Equatorial Guinea

The Republic of Equatorial Guinea covers an area of 28,000 square kilometers on the western coast of Central Africa. It consists of the mainland region Rio Muni, which is also referred to as Continental Equatorial Guinea, and the Insular Equatorial Guinea that includes the islands of Bioko, Corisco, the Great Elobey, the Little Elobey, and the volcanic island of Annobon. Between Bioko and Annobon is the island country of Sao Tome and Principe, while the mainland region neighbors Cameroon to the north and Gabon to the south and east.

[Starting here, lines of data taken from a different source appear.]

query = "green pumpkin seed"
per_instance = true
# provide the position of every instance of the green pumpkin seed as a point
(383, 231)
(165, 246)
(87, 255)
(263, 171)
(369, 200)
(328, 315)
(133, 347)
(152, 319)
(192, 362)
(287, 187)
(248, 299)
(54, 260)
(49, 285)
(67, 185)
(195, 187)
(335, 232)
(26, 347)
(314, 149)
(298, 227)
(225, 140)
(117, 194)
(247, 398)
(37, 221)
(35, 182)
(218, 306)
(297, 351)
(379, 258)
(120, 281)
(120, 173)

Prior to gaining independence from Spain in 1968,  the nation relied on the production and export of cocoa, coffee, and timber to Spain, Germany, and the UK. Economic growth spurred because of oil and gas reserves exploration and exploitation. However, the ever-changing prices of oil have caused the country’s GDP to fluctuate. In 2008, economic progress was strong when the oil production increased but fell when the oil prices and production were reduced between 2009 and 2010. Farming provides the most livelihood and is a key contributor to the GDP, alongside forestry.

Equatorial Guinea became the first non-Francophone African nation to join the franc zone and use the CFA franc as its official currency. Before the CFA franc, the country adopted the ekwele from 1975 until 1985, replacing the peseta guineana at par.

From 1975, Banco Popular was responsible for the issuance of ekwele banknotes. It introduced 25, 50, 100, 500, and 1,000 ekwele paper bills printed by Thomas De La Rue. In 1979, the Banco de Guinea Ecuatorial took over the production of banknotes and introduced paper bills in denominations of 100, 500, 1,000, and 5,000 bipkwele. These paper bills were printed by Fabrica Nacional de Moneda y Timbre in Spain. After 1985, these banknotes were withdrawn from circulation and were replaced by the Central African CFA franc.